本棚一つ分くらいの蔵書でも、引き取りに来てもらえるだろうかというお問い合わせを、数日前にいただきました。店主とあまり違わない年恰好の男性が、ご来店になって。

場所をお尋ねすると、久我山あたりでしたでしょうか。決して遠くはありませんが、ちょっと空いた時間でという距離でもありません。

要するに本次第ですから、どんな本ですかと伺うと、ご自分の本ではないので良くわからないとのこと。亡くなられたご親類が残された本とかで、捨てるのが忍びないからとおっしゃいます。

せめて何冊かのタイトルでも分かればと申し上げると、では今度行ったときに写真を撮ってきますと、その日はお帰りになりました。

昨日のお昼、再びお越しになり、スマホに撮ってきたという画像を見せてくださいました。「ちょっと暗くて分かりにくいですが」とおっしゃって。

しかし棚から降ろして積み上げられたらしい本の山を一目見て、それがどんな本であるかはすぐに分かりました。

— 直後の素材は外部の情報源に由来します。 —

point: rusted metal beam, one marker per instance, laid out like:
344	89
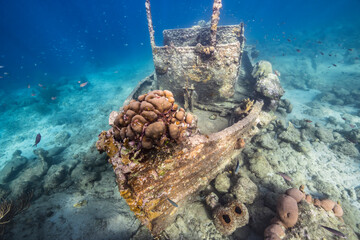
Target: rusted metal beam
150	25
215	17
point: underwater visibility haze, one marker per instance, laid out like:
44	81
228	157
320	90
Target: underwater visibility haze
256	136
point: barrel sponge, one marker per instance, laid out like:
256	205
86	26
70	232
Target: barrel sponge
287	210
230	217
161	104
327	204
155	130
149	115
262	69
174	131
129	114
338	210
134	105
296	194
146	106
130	133
180	115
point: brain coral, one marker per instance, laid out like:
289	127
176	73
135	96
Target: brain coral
152	120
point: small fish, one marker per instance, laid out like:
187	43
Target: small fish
84	84
284	176
237	167
335	232
37	140
80	204
172	202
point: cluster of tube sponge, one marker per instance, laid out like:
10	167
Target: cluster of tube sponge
288	212
152	120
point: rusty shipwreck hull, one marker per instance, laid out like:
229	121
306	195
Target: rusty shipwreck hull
181	172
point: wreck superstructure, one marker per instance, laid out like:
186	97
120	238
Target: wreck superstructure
201	69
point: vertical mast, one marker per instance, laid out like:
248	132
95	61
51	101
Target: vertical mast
151	28
214	21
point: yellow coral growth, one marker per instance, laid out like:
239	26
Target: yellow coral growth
248	105
107	144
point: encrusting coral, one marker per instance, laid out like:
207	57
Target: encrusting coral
230	217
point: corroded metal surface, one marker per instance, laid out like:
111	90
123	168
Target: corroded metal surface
214	77
178	173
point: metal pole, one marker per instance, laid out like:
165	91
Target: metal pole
214	21
151	29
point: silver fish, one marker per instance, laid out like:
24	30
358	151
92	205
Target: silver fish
172	202
284	176
335	232
37	140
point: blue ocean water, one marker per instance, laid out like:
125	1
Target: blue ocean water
65	65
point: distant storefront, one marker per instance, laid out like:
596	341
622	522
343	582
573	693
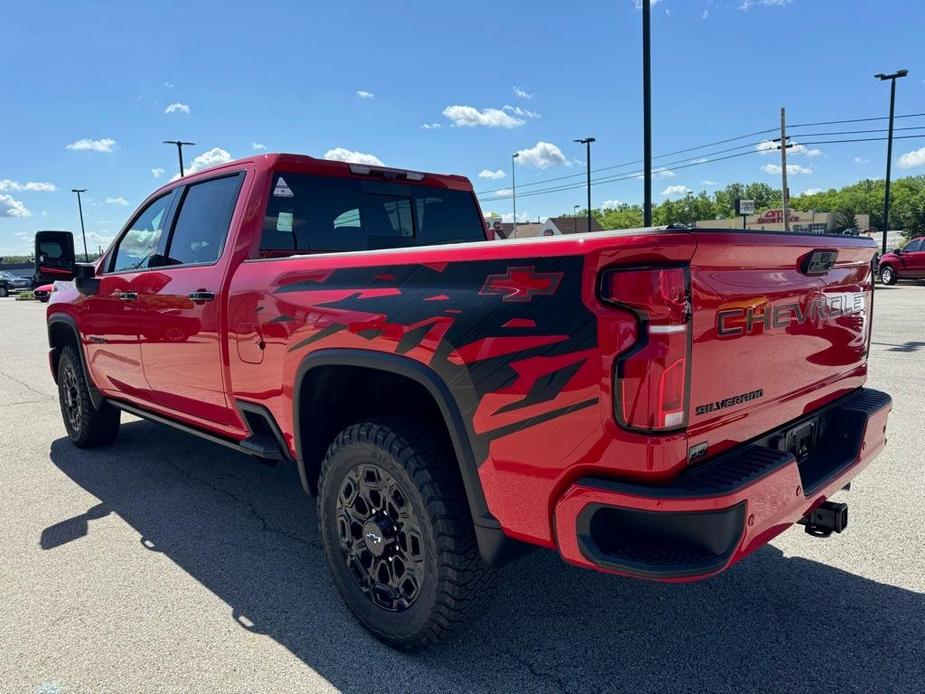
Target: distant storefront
773	220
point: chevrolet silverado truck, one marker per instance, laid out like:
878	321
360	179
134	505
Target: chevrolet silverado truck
654	403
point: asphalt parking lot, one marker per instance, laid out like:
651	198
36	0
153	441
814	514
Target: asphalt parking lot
164	563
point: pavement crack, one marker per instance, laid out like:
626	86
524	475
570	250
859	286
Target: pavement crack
27	386
560	684
265	526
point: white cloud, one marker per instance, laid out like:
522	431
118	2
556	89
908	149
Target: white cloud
469	116
86	145
792	169
676	191
177	107
748	4
522	93
522	112
912	159
348	155
508	217
541	156
31	186
213	157
10	207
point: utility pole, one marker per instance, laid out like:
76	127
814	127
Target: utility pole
646	115
785	196
587	142
82	231
514	191
179	144
889	148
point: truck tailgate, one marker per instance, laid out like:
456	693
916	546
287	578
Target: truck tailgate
780	327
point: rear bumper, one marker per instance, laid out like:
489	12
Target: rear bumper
718	512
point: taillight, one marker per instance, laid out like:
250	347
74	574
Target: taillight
652	377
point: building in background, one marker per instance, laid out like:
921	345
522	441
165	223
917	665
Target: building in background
773	220
553	226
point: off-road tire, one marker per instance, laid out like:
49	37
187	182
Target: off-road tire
455	581
87	426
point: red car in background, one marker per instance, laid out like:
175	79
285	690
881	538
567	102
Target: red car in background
43	292
904	264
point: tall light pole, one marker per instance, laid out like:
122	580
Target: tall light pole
81	210
889	148
514	191
587	142
179	144
646	115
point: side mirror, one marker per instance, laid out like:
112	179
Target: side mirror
85	278
54	256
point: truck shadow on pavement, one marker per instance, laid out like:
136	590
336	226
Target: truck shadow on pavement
249	534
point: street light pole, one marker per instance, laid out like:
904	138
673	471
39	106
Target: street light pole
646	115
889	148
514	192
587	142
179	144
80	209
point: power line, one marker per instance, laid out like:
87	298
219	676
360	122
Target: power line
712	144
855	120
855	132
681	165
625	164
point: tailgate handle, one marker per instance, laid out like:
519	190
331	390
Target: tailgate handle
819	261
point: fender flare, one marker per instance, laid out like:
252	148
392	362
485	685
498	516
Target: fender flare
65	319
494	546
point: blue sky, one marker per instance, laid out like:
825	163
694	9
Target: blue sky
88	89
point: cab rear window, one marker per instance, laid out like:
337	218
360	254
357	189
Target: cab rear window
319	214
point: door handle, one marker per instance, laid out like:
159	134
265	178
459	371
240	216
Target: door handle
202	295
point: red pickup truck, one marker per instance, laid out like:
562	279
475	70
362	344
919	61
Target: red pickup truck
656	403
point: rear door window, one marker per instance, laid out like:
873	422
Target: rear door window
202	223
317	214
139	244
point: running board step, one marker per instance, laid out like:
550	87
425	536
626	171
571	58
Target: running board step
264	447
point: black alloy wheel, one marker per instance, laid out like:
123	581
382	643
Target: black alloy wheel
380	537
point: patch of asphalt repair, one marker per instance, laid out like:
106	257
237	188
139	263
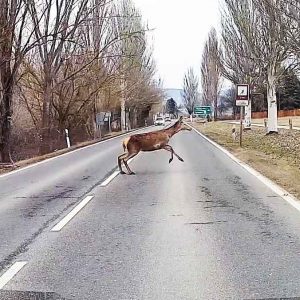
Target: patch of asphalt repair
23	247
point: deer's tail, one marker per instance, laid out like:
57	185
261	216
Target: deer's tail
124	143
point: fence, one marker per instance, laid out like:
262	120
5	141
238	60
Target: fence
281	113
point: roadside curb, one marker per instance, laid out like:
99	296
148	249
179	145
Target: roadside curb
69	151
292	200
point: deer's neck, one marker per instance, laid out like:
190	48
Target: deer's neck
171	131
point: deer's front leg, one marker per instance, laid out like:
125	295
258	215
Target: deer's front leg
170	149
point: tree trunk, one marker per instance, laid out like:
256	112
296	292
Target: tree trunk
272	104
45	130
215	108
6	113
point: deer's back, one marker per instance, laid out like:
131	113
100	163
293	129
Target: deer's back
150	141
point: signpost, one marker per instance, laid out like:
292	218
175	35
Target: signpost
242	100
203	111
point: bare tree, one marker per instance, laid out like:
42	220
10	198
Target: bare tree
15	41
210	72
260	28
190	92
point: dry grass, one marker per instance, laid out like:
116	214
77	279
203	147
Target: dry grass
275	156
24	163
284	121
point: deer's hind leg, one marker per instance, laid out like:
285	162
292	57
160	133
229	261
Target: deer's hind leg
120	158
170	149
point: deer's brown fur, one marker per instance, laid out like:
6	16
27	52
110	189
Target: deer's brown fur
150	141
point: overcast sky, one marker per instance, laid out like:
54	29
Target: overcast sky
180	30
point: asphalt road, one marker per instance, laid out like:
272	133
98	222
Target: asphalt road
202	229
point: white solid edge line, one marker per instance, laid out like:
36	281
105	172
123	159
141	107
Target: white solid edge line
67	153
270	184
72	214
11	272
112	176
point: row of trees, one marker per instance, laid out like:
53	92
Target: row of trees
62	61
258	44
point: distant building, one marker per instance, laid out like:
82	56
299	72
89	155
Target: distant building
175	94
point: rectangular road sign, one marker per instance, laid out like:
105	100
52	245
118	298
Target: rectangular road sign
242	95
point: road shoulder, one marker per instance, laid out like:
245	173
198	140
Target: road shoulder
264	157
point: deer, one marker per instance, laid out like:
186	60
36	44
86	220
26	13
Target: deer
150	141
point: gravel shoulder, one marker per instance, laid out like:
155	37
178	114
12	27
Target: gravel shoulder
275	156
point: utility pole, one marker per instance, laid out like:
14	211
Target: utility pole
242	100
123	102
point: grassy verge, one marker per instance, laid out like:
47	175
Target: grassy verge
275	156
24	163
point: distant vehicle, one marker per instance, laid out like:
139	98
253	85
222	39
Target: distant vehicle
159	121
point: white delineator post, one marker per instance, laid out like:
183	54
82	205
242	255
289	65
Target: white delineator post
67	138
248	111
272	104
123	101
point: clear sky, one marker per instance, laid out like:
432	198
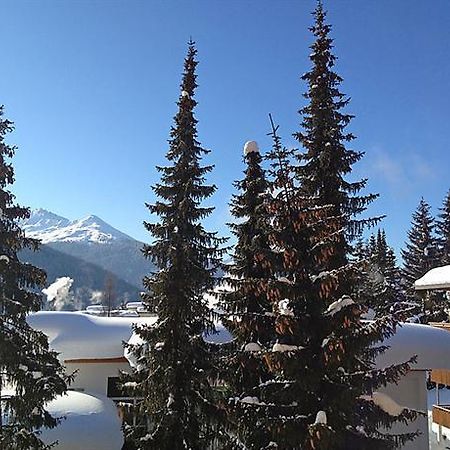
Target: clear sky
91	86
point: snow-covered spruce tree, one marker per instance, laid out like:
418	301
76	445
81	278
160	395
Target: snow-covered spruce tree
443	232
322	391
30	374
336	343
327	161
419	256
247	312
382	279
177	407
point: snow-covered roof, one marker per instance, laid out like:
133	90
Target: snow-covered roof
91	422
81	336
437	278
431	345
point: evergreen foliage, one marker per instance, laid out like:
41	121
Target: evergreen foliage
382	289
419	256
443	231
320	361
327	161
172	377
323	361
247	312
30	374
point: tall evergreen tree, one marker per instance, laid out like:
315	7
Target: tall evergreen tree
324	358
322	362
247	312
382	279
420	253
30	374
443	231
327	161
419	256
172	376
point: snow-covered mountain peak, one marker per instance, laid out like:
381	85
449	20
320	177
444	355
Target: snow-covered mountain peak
41	219
49	227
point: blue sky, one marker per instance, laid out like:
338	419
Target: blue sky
91	87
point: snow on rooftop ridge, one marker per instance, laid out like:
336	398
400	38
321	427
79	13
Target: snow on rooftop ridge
251	147
430	345
386	403
89	422
75	335
437	278
49	227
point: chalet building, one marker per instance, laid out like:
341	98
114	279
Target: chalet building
92	348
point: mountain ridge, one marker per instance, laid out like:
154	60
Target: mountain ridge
87	250
49	227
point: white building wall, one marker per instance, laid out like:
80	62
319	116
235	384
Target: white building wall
92	377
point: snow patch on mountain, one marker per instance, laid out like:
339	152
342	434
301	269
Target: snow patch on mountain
49	227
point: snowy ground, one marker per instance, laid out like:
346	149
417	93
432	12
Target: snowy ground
444	398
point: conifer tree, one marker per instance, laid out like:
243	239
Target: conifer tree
324	357
172	374
324	379
420	253
326	161
383	290
30	374
443	231
419	256
247	312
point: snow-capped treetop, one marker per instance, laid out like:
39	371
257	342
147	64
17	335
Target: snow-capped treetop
49	227
251	147
437	278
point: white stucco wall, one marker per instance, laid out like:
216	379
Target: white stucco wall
93	377
411	392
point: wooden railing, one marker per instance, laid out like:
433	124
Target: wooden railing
441	415
440	376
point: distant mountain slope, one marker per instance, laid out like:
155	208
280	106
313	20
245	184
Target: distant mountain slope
50	228
88	278
86	250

RIMG3817画面の約3分の2を占めているのは、なつかしい筑摩書房の「現代日本文学全集」、通称「現日」です。残りの山は中央公論社「世界の文学」。

「現日」を最後に売ったのは、30年近く前のこと。韓国の留学生から頼まれて、市場で仕入れ、100冊を1万円でお売りいたしました。国元へ送る荷造りを、お手伝いしたことも思い出します。

最近市場で見かけることも少なくなりましたが、希少になったからではなく、値が付かないことを見越して持ち込まなくなったからでしょう。

男性には「残念ながら」と事情をお話しして、お断り申し上げた次第です。